In this paper we present Large Language Model Assisted Retrieval Model Ranking (LARMOR), an effective unsupervised approach that leverages LLMs for selecting which dense retriever to use on a test corpus (target). Dense retriever selection is crucial for many IR applications that rely on using dense retrievers trained on public corpora to encode or search a new, private target corpus.
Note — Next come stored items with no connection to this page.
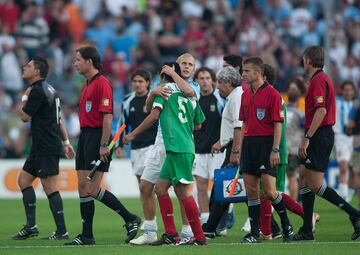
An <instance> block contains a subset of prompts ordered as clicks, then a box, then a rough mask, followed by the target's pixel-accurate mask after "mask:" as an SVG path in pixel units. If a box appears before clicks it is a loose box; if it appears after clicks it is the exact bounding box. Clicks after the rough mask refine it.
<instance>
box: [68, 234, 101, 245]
mask: <svg viewBox="0 0 360 255" xmlns="http://www.w3.org/2000/svg"><path fill="white" fill-rule="evenodd" d="M93 244H95V239H94V238H86V237H84V236H82V235H81V234H79V235H78V236H77V237H75V238H74V240H72V241H71V242H70V243H65V244H64V245H93Z"/></svg>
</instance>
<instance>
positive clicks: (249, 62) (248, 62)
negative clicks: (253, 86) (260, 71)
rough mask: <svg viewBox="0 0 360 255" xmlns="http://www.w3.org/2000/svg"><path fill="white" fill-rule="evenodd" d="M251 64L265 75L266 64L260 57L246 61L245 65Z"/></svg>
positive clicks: (253, 57)
mask: <svg viewBox="0 0 360 255" xmlns="http://www.w3.org/2000/svg"><path fill="white" fill-rule="evenodd" d="M247 64H251V65H253V66H255V67H257V68H258V69H260V71H261V73H262V74H264V62H263V61H262V59H261V58H259V57H251V58H247V59H245V60H244V63H243V65H247Z"/></svg>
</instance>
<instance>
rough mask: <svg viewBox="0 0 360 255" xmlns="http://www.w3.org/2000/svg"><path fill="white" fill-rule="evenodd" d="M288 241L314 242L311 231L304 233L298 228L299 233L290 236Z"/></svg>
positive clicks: (303, 232)
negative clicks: (298, 230)
mask: <svg viewBox="0 0 360 255" xmlns="http://www.w3.org/2000/svg"><path fill="white" fill-rule="evenodd" d="M288 241H290V242H301V241H315V238H314V234H313V232H312V231H309V232H304V231H302V229H301V228H300V230H299V232H298V233H296V234H294V235H292V236H291V238H290V239H289V240H288Z"/></svg>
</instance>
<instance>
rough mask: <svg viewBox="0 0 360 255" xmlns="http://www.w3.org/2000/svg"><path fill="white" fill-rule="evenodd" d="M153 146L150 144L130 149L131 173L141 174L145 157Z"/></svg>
mask: <svg viewBox="0 0 360 255" xmlns="http://www.w3.org/2000/svg"><path fill="white" fill-rule="evenodd" d="M153 147H154V145H150V146H148V147H144V148H140V149H136V150H131V156H130V161H131V167H132V171H133V174H135V175H136V176H141V175H142V174H143V172H144V168H145V161H146V158H147V157H148V155H149V154H150V153H151V151H152V150H153Z"/></svg>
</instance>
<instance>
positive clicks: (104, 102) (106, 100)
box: [102, 98, 110, 106]
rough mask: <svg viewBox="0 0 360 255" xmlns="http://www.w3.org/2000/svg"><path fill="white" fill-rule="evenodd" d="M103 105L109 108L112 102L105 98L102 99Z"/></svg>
mask: <svg viewBox="0 0 360 255" xmlns="http://www.w3.org/2000/svg"><path fill="white" fill-rule="evenodd" d="M102 105H103V106H109V105H110V100H109V99H108V98H103V99H102Z"/></svg>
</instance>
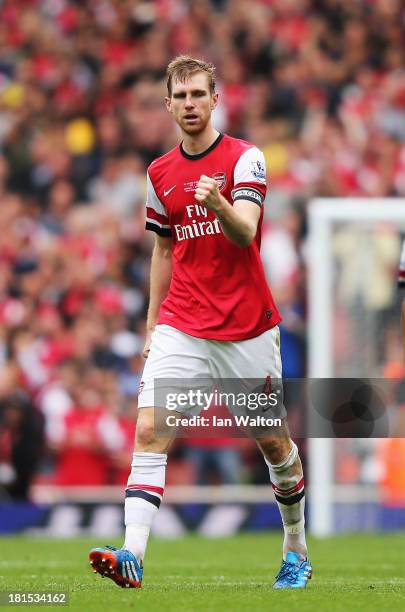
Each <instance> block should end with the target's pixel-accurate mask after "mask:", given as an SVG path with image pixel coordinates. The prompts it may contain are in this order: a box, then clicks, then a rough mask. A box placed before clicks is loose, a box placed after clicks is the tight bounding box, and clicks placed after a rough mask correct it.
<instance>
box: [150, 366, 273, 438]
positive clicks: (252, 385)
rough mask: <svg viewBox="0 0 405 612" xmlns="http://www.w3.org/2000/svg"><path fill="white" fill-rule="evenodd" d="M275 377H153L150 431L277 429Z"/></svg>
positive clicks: (221, 433)
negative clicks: (152, 425) (153, 379)
mask: <svg viewBox="0 0 405 612" xmlns="http://www.w3.org/2000/svg"><path fill="white" fill-rule="evenodd" d="M282 389H283V387H282V384H281V381H273V380H272V379H271V378H270V377H268V378H267V379H266V380H263V379H201V378H198V379H182V380H179V379H177V380H176V379H155V383H154V389H153V399H152V398H151V402H152V401H153V403H154V406H155V407H156V408H157V410H156V412H155V432H156V434H157V435H162V436H165V435H173V434H174V433H175V434H176V436H178V437H230V438H237V437H246V436H249V437H251V436H254V437H259V436H260V435H265V434H266V432H269V431H270V430H275V429H278V430H281V429H282V425H283V418H284V417H285V409H284V406H283V392H282Z"/></svg>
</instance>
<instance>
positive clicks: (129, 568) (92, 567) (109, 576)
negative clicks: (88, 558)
mask: <svg viewBox="0 0 405 612" xmlns="http://www.w3.org/2000/svg"><path fill="white" fill-rule="evenodd" d="M89 560H90V565H91V566H92V568H93V572H94V573H99V574H101V576H102V578H105V577H106V578H111V580H113V581H114V582H115V584H118V586H120V587H123V588H124V587H126V588H130V589H139V588H140V587H141V583H142V574H143V567H142V566H141V565H139V563H138V561H137V560H136V557H135V556H134V555H133V554H132V553H131V552H130V551H129V550H126V549H125V548H115V546H106V547H105V548H92V550H91V551H90V553H89Z"/></svg>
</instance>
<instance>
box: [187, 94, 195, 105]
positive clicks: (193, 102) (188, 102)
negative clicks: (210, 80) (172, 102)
mask: <svg viewBox="0 0 405 612" xmlns="http://www.w3.org/2000/svg"><path fill="white" fill-rule="evenodd" d="M185 107H186V108H194V102H193V99H192V97H191V95H190V96H186V100H185Z"/></svg>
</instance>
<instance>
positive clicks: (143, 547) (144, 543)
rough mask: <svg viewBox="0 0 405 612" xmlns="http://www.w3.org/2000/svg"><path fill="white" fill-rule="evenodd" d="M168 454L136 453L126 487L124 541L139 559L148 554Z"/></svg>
mask: <svg viewBox="0 0 405 612" xmlns="http://www.w3.org/2000/svg"><path fill="white" fill-rule="evenodd" d="M166 463H167V455H166V454H159V453H134V454H133V459H132V463H131V473H130V475H129V478H128V483H127V487H126V490H125V526H126V530H125V543H124V548H127V549H128V550H130V551H131V552H132V553H133V554H134V555H135V557H136V558H137V560H138V561H140V562H141V561H143V559H144V557H145V550H146V545H147V543H148V538H149V532H150V528H151V526H152V523H153V519H154V518H155V516H156V514H157V511H158V510H159V506H160V502H161V501H162V497H163V492H164V487H165V473H166Z"/></svg>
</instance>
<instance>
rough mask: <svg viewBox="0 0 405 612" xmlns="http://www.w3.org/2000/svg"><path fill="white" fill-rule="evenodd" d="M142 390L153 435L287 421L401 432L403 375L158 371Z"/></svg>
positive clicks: (404, 393)
mask: <svg viewBox="0 0 405 612" xmlns="http://www.w3.org/2000/svg"><path fill="white" fill-rule="evenodd" d="M143 393H147V394H148V399H147V401H148V404H145V403H144V404H143V405H148V406H154V407H155V408H156V409H157V410H156V412H155V415H156V416H155V433H156V435H158V436H167V435H173V433H175V435H176V436H177V437H212V438H215V437H230V438H232V437H235V438H240V437H252V436H253V437H261V436H263V435H264V436H266V435H268V434H269V433H270V434H271V435H283V432H284V431H285V428H284V427H283V426H284V425H285V424H286V423H287V424H288V428H289V431H290V434H291V436H292V437H296V438H395V437H396V438H405V378H404V379H381V378H379V379H375V378H374V379H373V378H319V379H316V378H300V379H298V378H297V379H283V380H281V379H270V377H268V378H266V380H263V379H238V378H234V379H214V378H208V377H207V378H198V379H196V378H188V379H173V378H172V379H170V378H165V379H163V378H159V379H155V380H154V382H153V389H152V391H151V388H150V387H149V388H146V389H145V390H144V391H142V393H141V394H140V398H142V397H144V395H142V394H143ZM149 402H150V403H149ZM174 430H176V431H174Z"/></svg>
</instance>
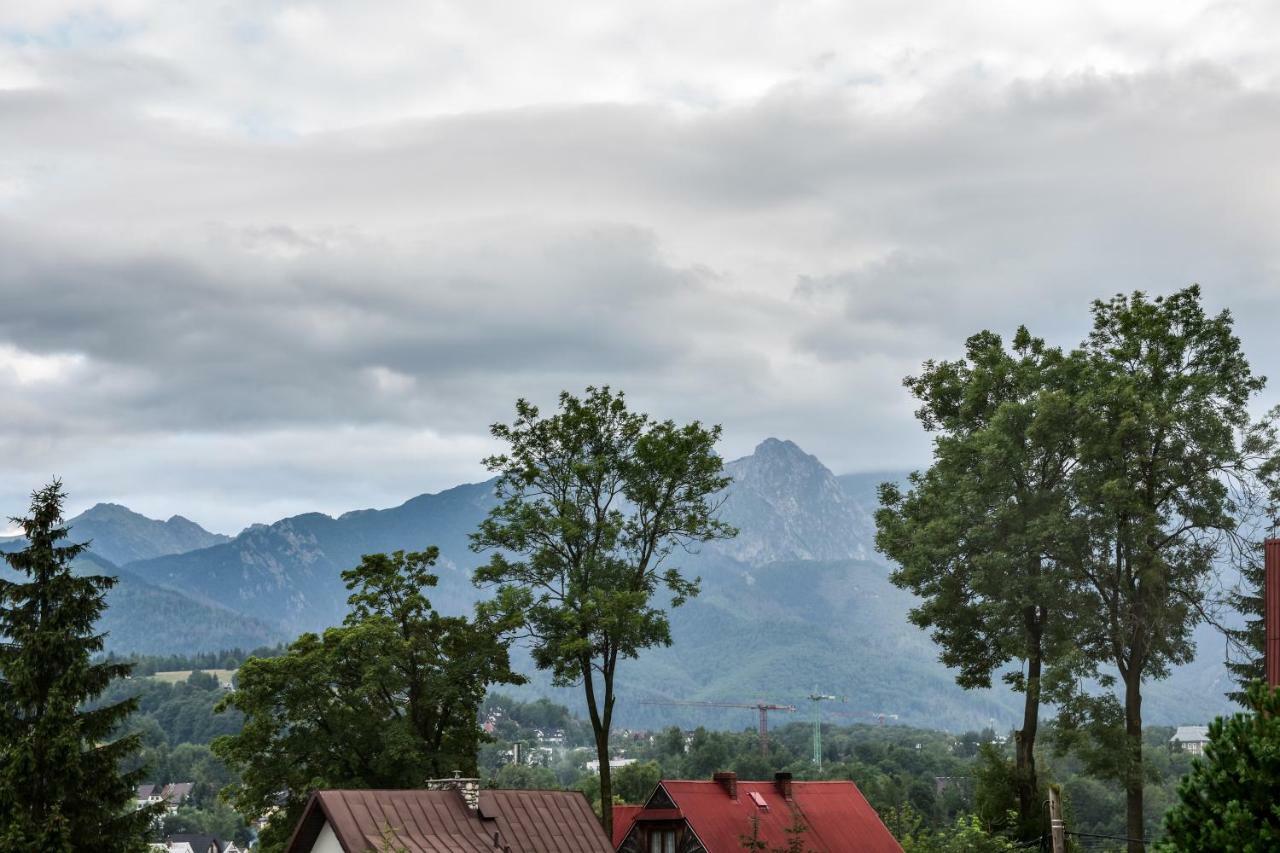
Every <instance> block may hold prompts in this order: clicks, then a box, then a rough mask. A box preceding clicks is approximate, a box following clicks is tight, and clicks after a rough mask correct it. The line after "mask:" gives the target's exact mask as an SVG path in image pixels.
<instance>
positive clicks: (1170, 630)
mask: <svg viewBox="0 0 1280 853" xmlns="http://www.w3.org/2000/svg"><path fill="white" fill-rule="evenodd" d="M1082 356H1083V359H1084V360H1085V364H1087V377H1085V379H1087V380H1085V382H1084V383H1083V386H1082V388H1083V391H1082V397H1080V406H1082V411H1084V412H1087V415H1088V416H1087V418H1082V420H1080V459H1079V467H1078V470H1076V473H1075V474H1074V475H1073V488H1074V491H1075V501H1076V505H1078V515H1079V517H1080V520H1082V528H1080V529H1082V538H1080V539H1079V542H1078V544H1076V549H1075V564H1076V566H1078V569H1079V573H1080V581H1082V587H1083V588H1084V589H1085V590H1087V593H1088V596H1089V599H1091V606H1089V607H1087V608H1085V610H1083V611H1082V616H1088V617H1089V619H1088V620H1085V621H1082V637H1080V639H1082V646H1083V648H1084V649H1085V651H1087V653H1088V654H1089V657H1091V660H1092V661H1094V662H1097V663H1100V665H1110V666H1115V669H1116V671H1117V674H1119V679H1120V684H1121V686H1123V703H1121V704H1120V706H1119V707H1115V704H1116V703H1115V701H1114V699H1112V697H1111V695H1110V694H1107V695H1105V697H1102V698H1101V699H1098V701H1096V702H1093V703H1092V704H1085V706H1083V707H1085V708H1089V707H1092V708H1093V710H1094V711H1096V712H1097V713H1096V715H1094V716H1096V717H1101V719H1102V721H1103V722H1105V721H1106V719H1107V717H1111V719H1112V720H1114V721H1115V722H1116V724H1117V725H1123V744H1124V745H1123V748H1121V749H1120V751H1119V754H1116V756H1114V757H1115V758H1116V760H1117V761H1116V762H1115V766H1114V772H1115V774H1116V775H1117V776H1119V777H1120V780H1121V781H1123V784H1124V786H1125V797H1126V816H1128V818H1126V829H1128V835H1129V838H1130V839H1133V840H1132V841H1130V850H1132V852H1133V853H1138V852H1139V850H1142V848H1143V843H1142V839H1143V835H1144V833H1143V807H1142V799H1143V756H1142V685H1143V681H1144V680H1147V679H1152V678H1162V676H1165V675H1166V674H1167V671H1169V667H1170V666H1172V665H1176V663H1183V662H1185V661H1189V660H1190V658H1192V656H1193V652H1194V649H1193V646H1192V640H1190V631H1192V628H1193V626H1194V625H1196V622H1197V621H1198V620H1199V619H1202V617H1203V605H1204V601H1206V584H1207V581H1208V580H1210V578H1211V576H1212V569H1213V565H1215V560H1216V558H1217V557H1219V555H1220V553H1221V547H1222V542H1224V537H1226V535H1229V534H1231V533H1233V532H1235V530H1236V525H1238V519H1239V515H1240V508H1242V507H1240V506H1239V503H1238V501H1236V500H1235V498H1234V497H1233V489H1231V484H1233V483H1235V482H1242V480H1244V479H1249V478H1253V476H1257V475H1258V473H1260V470H1261V467H1262V466H1265V465H1268V464H1270V460H1271V457H1274V453H1275V447H1274V443H1272V438H1271V430H1270V428H1268V427H1267V425H1265V424H1263V425H1258V424H1251V420H1249V414H1248V403H1249V400H1251V398H1252V397H1253V394H1254V393H1257V392H1258V391H1260V389H1261V388H1262V386H1263V382H1265V380H1263V379H1262V378H1261V377H1256V375H1253V373H1252V370H1251V369H1249V364H1248V361H1247V360H1245V357H1244V353H1243V351H1242V347H1240V341H1239V339H1238V338H1236V337H1235V334H1234V333H1233V328H1231V316H1230V314H1229V313H1226V311H1224V313H1221V314H1219V315H1216V316H1210V315H1207V314H1206V311H1204V309H1203V306H1202V304H1201V293H1199V288H1197V287H1190V288H1185V289H1183V291H1179V292H1176V293H1174V295H1171V296H1169V297H1157V298H1148V297H1147V296H1144V295H1143V293H1140V292H1139V293H1133V295H1132V296H1116V297H1114V298H1111V300H1110V301H1096V302H1094V304H1093V330H1092V332H1091V334H1089V337H1088V339H1087V341H1085V343H1084V345H1083V352H1082ZM1110 680H1111V676H1110V675H1105V676H1103V683H1107V681H1110ZM1108 706H1110V708H1108ZM1069 711H1070V708H1069ZM1069 716H1070V715H1069ZM1121 720H1123V722H1121Z"/></svg>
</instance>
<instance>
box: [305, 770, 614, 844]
mask: <svg viewBox="0 0 1280 853" xmlns="http://www.w3.org/2000/svg"><path fill="white" fill-rule="evenodd" d="M445 781H448V780H445ZM456 781H457V783H460V785H461V786H458V788H453V789H445V790H426V789H421V790H320V792H316V793H314V794H312V795H311V799H310V800H308V802H307V806H306V809H305V811H303V813H302V818H301V820H300V821H298V825H297V827H296V829H294V830H293V836H292V838H291V839H289V843H288V845H287V847H285V848H284V849H285V853H366V852H367V850H372V849H389V850H402V849H403V850H449V853H500V852H503V850H506V852H508V853H553V852H554V853H612V850H613V847H612V845H611V844H609V839H608V838H605V835H604V830H602V829H600V822H599V820H596V817H595V813H594V812H593V811H591V806H590V804H589V803H588V802H586V797H584V795H582V794H581V792H568V790H556V792H552V790H480V789H479V784H477V783H476V784H474V785H471V786H465V784H466V783H475V780H456Z"/></svg>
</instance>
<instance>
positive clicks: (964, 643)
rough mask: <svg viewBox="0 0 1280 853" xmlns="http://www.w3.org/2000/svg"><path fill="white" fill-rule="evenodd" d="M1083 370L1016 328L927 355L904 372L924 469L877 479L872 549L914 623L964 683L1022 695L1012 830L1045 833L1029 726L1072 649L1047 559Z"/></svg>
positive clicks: (1067, 612)
mask: <svg viewBox="0 0 1280 853" xmlns="http://www.w3.org/2000/svg"><path fill="white" fill-rule="evenodd" d="M1078 379H1079V368H1078V362H1076V361H1075V360H1073V359H1070V357H1068V356H1064V355H1062V352H1061V351H1060V350H1057V348H1052V347H1047V346H1046V345H1044V342H1043V341H1041V339H1038V338H1033V337H1032V336H1030V333H1029V332H1028V330H1027V329H1025V328H1021V329H1019V330H1018V334H1016V336H1015V338H1014V341H1012V347H1011V350H1010V348H1006V347H1005V343H1004V341H1002V339H1001V338H1000V336H997V334H993V333H991V332H982V333H979V334H975V336H973V337H972V338H969V341H968V345H966V352H965V359H963V360H960V361H943V362H933V361H928V362H925V365H924V370H923V371H922V374H920V375H919V377H909V378H908V379H906V380H905V384H906V386H908V388H910V389H911V393H913V394H914V396H915V397H916V398H918V400H919V401H920V409H919V411H918V412H916V416H918V418H919V420H920V423H922V424H923V425H924V428H925V429H928V430H931V432H933V433H934V434H936V437H934V442H933V464H932V466H931V467H929V469H928V470H927V471H925V473H924V474H913V475H911V478H910V489H909V492H908V493H905V494H904V493H902V492H901V489H900V488H899V487H897V485H896V484H893V483H886V484H884V485H882V487H881V492H879V497H881V505H882V507H881V510H879V511H878V512H877V516H876V523H877V537H876V544H877V548H878V549H879V551H881V552H882V553H884V555H886V556H887V557H890V558H891V560H893V561H896V562H897V569H896V570H895V573H893V575H892V580H893V583H895V584H897V585H900V587H904V588H908V589H910V590H911V592H914V593H915V594H916V596H920V597H922V602H920V605H919V606H918V607H915V608H914V610H913V611H911V620H913V621H914V622H915V624H916V625H920V626H922V628H928V629H931V631H932V637H933V639H934V640H936V642H937V643H938V644H940V646H941V660H942V662H945V663H946V665H948V666H952V667H956V670H957V674H956V681H959V683H960V684H961V685H963V686H966V688H973V686H991V680H992V675H993V674H995V672H996V671H997V670H998V669H1001V667H1004V666H1005V665H1006V663H1009V662H1010V661H1020V662H1023V665H1024V667H1025V669H1024V670H1023V669H1012V670H1009V671H1006V672H1005V674H1004V678H1005V680H1006V681H1009V683H1010V684H1012V685H1014V686H1015V688H1018V689H1020V690H1023V693H1024V695H1025V702H1024V712H1023V724H1021V727H1020V729H1019V730H1018V731H1016V742H1018V751H1016V771H1018V775H1016V781H1018V808H1019V815H1020V824H1021V831H1023V834H1024V835H1027V836H1028V838H1032V836H1038V835H1039V833H1041V829H1042V827H1041V824H1042V815H1043V809H1042V808H1041V803H1039V798H1038V786H1037V779H1036V758H1034V754H1036V753H1034V747H1036V735H1037V727H1038V715H1039V704H1041V674H1042V669H1043V666H1046V665H1052V663H1053V662H1055V661H1056V660H1057V658H1059V657H1060V656H1061V654H1064V653H1065V652H1066V651H1068V649H1069V648H1070V642H1071V637H1070V630H1069V626H1070V621H1071V605H1070V601H1071V596H1073V584H1071V576H1070V573H1069V570H1068V567H1065V566H1062V565H1060V562H1059V561H1057V560H1056V555H1057V553H1060V552H1061V551H1062V542H1064V539H1066V538H1069V529H1070V510H1071V501H1070V491H1069V485H1070V476H1071V473H1073V470H1074V467H1075V421H1076V418H1078V414H1076V396H1078V387H1076V383H1078Z"/></svg>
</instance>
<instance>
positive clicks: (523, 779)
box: [493, 765, 559, 790]
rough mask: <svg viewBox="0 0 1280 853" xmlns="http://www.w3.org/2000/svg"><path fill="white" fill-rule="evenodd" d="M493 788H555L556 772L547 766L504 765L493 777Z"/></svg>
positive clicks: (530, 789) (512, 788)
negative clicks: (549, 769) (542, 766)
mask: <svg viewBox="0 0 1280 853" xmlns="http://www.w3.org/2000/svg"><path fill="white" fill-rule="evenodd" d="M493 783H494V786H495V788H504V789H513V790H556V789H558V788H559V784H558V780H557V779H556V774H554V772H552V771H550V770H549V768H547V767H534V766H530V765H506V766H504V767H502V768H500V770H499V771H498V775H497V776H494V779H493Z"/></svg>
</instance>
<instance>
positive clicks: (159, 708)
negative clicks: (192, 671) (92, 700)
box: [86, 674, 243, 745]
mask: <svg viewBox="0 0 1280 853" xmlns="http://www.w3.org/2000/svg"><path fill="white" fill-rule="evenodd" d="M224 695H225V690H223V689H221V688H220V686H219V685H218V683H216V680H214V679H212V678H211V676H207V675H205V674H200V675H195V674H193V679H191V678H189V679H188V680H187V681H186V683H178V684H169V683H165V681H159V680H155V679H150V678H129V679H119V680H115V681H111V684H110V685H109V686H108V688H106V690H104V692H102V694H101V695H100V697H99V698H97V699H95V701H92V702H90V703H87V704H86V707H88V708H95V707H100V706H104V704H113V703H115V702H123V701H127V699H128V701H134V702H136V712H134V716H133V717H131V721H129V725H131V726H141V725H143V724H142V721H143V720H151V721H154V722H155V724H156V725H157V726H159V727H160V731H161V733H163V734H164V740H165V742H166V743H169V744H173V745H177V744H179V743H200V744H207V743H211V742H212V740H214V738H218V736H221V735H229V734H236V733H237V731H239V730H241V724H242V721H243V716H242V715H241V713H239V712H238V711H229V712H228V713H216V715H215V713H214V707H215V706H216V704H218V703H219V702H221V699H223V698H224Z"/></svg>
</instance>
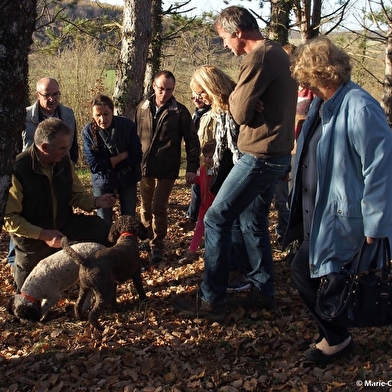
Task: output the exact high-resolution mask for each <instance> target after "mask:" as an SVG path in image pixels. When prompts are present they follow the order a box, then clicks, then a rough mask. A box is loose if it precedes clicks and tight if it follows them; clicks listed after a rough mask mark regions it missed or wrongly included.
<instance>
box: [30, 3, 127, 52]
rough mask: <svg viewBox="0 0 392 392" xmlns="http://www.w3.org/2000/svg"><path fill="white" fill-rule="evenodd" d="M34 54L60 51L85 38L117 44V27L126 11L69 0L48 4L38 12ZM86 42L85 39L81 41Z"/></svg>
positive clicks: (39, 9)
mask: <svg viewBox="0 0 392 392" xmlns="http://www.w3.org/2000/svg"><path fill="white" fill-rule="evenodd" d="M37 11H38V12H37V14H38V15H39V16H38V18H37V21H36V31H35V33H34V43H35V45H34V46H33V48H32V51H37V50H38V51H42V50H44V51H46V50H49V51H52V52H53V51H57V50H61V49H62V48H63V47H64V45H67V44H69V43H70V42H72V41H73V40H74V39H76V38H77V37H82V36H83V35H85V37H86V36H88V35H90V36H94V37H96V38H98V39H100V40H102V41H106V43H110V42H112V43H113V44H114V45H116V43H118V39H117V38H116V33H118V29H117V28H113V27H115V26H118V25H121V23H122V17H123V8H122V7H120V6H114V5H110V4H106V3H99V2H97V1H93V0H80V1H78V2H77V4H73V2H72V1H70V0H65V1H62V2H52V3H48V6H47V7H46V8H45V9H39V7H38V10H37ZM82 39H83V38H82Z"/></svg>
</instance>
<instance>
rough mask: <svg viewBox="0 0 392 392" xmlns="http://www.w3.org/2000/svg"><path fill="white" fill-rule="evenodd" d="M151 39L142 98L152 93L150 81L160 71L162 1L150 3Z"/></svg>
mask: <svg viewBox="0 0 392 392" xmlns="http://www.w3.org/2000/svg"><path fill="white" fill-rule="evenodd" d="M151 28H152V39H151V43H150V47H149V51H148V59H147V67H146V74H145V78H144V97H145V98H147V97H148V96H150V95H151V94H152V93H153V90H152V81H153V78H154V75H155V74H156V73H157V72H158V71H160V67H161V58H162V0H152V3H151Z"/></svg>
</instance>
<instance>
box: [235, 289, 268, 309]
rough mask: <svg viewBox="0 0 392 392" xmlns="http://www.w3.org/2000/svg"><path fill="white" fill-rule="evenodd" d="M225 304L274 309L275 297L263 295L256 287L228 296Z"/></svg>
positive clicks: (256, 307)
mask: <svg viewBox="0 0 392 392" xmlns="http://www.w3.org/2000/svg"><path fill="white" fill-rule="evenodd" d="M227 305H228V306H230V307H233V308H244V309H251V308H254V309H266V310H271V311H275V310H276V301H275V297H274V296H267V295H263V294H261V293H260V290H257V289H253V290H251V291H250V292H246V293H236V294H235V295H233V296H232V295H230V296H228V297H227Z"/></svg>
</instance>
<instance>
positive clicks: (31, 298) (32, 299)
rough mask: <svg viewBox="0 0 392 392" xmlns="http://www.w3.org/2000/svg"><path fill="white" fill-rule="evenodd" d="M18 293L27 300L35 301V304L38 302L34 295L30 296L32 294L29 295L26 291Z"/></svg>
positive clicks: (37, 302)
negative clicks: (25, 292) (32, 295)
mask: <svg viewBox="0 0 392 392" xmlns="http://www.w3.org/2000/svg"><path fill="white" fill-rule="evenodd" d="M20 295H21V296H23V297H25V298H26V299H27V300H28V301H30V302H34V303H36V304H38V303H39V301H38V299H35V298H34V297H32V296H30V295H28V294H26V293H23V292H21V293H20Z"/></svg>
This is because when confronted with domain shift, where the downstream corpora, domains, or tasks of the target corpus differ from the domain/task the dense retriever was trained on, its performance often drops. Furthermore, when the target corpus is unlabeled, e.g., in a zero-shot scenario, the direct evaluation of the model on the target corpus becomes unfeasible. Unsupervised selection of the most effective pre-trained dense retriever becomes then a crucial challenge. Current methods for dense retriever selection are insufficient in handling scenarios with domain shift. Our proposed solution leverages LLMs to generate pseudo-relevant queries, labels and reference lists based on a set of documents sampled from the target corpus. Dense retrievers are then ranked based on their effectiveness on these generated pseudo-relevant signals. Notably, our method is the first approach that relies solely on the target corpus, eliminating the need for both training corpora and test labels. To evaluate the effectiveness of our method, we construct a large pool of state-of-the-art dense retrievers. The proposed approach outperforms existing baselines with respect to both dense retriever selection and ranking. We make our code and results publicly available at https://github.com/ielab/larmor/.
Paper Structure (24 sections, 4 equations, 4 figures, 5 tables)

This paper contains 24 sections, 4 equations, 4 figures, 5 tables.

Figures (4)

  • Figure 1: nDCG@10 Across Collections. This figure illustrates that selecting the best model based on one collection (as indicated by orange dots) does not necessarily ensure its effectiveness on another. In contrast, our unsupervised approach (indicated by red squares) consistently selects competitive models across various collections, and even identifies the most performant model for Trec-News.
  • Figure 2: The LARMOR dense retriever selection pipeline. Labels Q, QF, QFJ and QFR refer to the ablation points described in Section \ref{['sec:ablation']}.
  • Figure 3: Kendall Tau (left) and $\Delta_e$ (right) performance of our proposed LARMOR and its various components using different sizes of FlanT5 models.
  • Figure 4: Kendall Tau (left) and $\Delta_e$ (right) performance of pseudo-query generation with a different number of generated queries and different LLM backbone.